Une découverte macabre ravive l’un des épisodes les plus sombres de l’histoire coloniale française en Afrique de l’Ouest. Des archéologues ont mis au jour plusieurs squelettes humains portant des traces de balles, dans le cimetière militaire de Thiaroye, près de Dakar, là même où furent inhumées les victimes du massacre de décembre 1944. Cette information, révélée le mercredi 4 juin par une source proche du dossier, a été confirmée à l’Agence France-Presse (AFP).
Ces fouilles, entamées en mai dernier, sont les premières de cette ampleur à être menées sur le site. Elles visent à élucider les circonstances d’un drame longtemps occulté : l’exécution de dizaines, voire de centaines de tirailleurs africains par l’armée française, alors qu’ils réclamaient le paiement de leur solde après leur retour d’Europe, à la fin de la Seconde Guerre mondiale.
« Des squelettes humains ont été découverts avec des projectiles logés dans le corps, certains au niveau de la poitrine. Les balles retrouvées présentent des calibres variés », a déclaré la source, précisant que seule une portion réduite du cimetière a, pour l’heure, été fouillée. Une expertise balistique est envisagée pour déterminer le type d’armes utilisées, tandis que des analyses ADN pourraient permettre d’identifier certaines victimes.
Longtemps considéré comme un sujet tabou, le massacre de Thiaroye reste marqué par de nombreuses zones d’ombre. Les autorités coloniales françaises de l’époque avaient reconnu officiellement 35 morts. Mais plusieurs historiens, s’appuyant sur des témoignages et des documents partiels, avancent un bilan bien plus lourd : jusqu’à 300 voire 400 tirailleurs tués. Leur identité, leur nombre exact, ainsi que les modalités de leur exécution n’ont jamais été pleinement établis.
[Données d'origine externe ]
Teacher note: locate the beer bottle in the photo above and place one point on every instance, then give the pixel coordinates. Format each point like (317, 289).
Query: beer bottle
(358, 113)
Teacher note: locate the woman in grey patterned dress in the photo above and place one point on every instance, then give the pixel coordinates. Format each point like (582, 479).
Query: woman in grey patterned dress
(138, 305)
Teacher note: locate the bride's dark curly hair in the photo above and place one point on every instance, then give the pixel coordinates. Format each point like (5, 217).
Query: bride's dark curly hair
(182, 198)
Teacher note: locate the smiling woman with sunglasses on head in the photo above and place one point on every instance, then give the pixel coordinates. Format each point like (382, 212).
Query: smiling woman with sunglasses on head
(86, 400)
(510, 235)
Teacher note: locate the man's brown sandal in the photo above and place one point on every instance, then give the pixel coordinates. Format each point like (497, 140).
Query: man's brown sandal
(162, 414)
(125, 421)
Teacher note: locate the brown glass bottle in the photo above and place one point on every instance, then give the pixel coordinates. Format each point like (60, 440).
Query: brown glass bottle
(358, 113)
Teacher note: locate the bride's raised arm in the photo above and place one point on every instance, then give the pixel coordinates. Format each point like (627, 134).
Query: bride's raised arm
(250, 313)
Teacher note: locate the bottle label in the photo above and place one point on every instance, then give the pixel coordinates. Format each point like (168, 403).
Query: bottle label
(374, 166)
Face à cette opacité, de nombreux chercheurs réclamaient depuis des années des investigations sur le terrain, notamment à Thiaroye et dans le camp militaire voisin, où les soldats africains avaient été cantonnés à leur retour du front.
Le 19 février 2024, dans un contexte de renforcement du discours souverainiste, les autorités sénégalaises ont annoncé le lancement officiel des fouilles, affirmant vouloir faire toute la lumière sur cet épisode tragique. Dakar accuse Paris de retenir des archives essentielles à la compréhension des faits, en particulier sur le bilan humain du massacre.
En avril dernier, un comité sénégalais de chercheurs devait remettre un rapport au gouvernement, mais sa publication a été reportée sans qu’aucune justification officielle ne soit apportée.
La reconnaissance, par la France, du massacre de Thiaroye fin novembre 2024 – la veille du 80e anniversaire de l’événement – avait constitué un tournant symbolique. Le Sénégal avait alors organisé une commémoration d’une ampleur inédite.
Le 1er décembre 1944, les forces françaises ouvrirent le feu sur des tirailleurs ouest-africains rapatriés du front européen. Ces hommes, venus du Sénégal mais aussi du Mali, du Burkina Faso, du Bénin ou encore de Guinée, réclamaient simplement le versement de leur solde. Ce crime colonial, longtemps ignoré, semble aujourd’hui s’inviter à nouveau dans la mémoire collective, à la faveur de cette troublante découverte archéologique.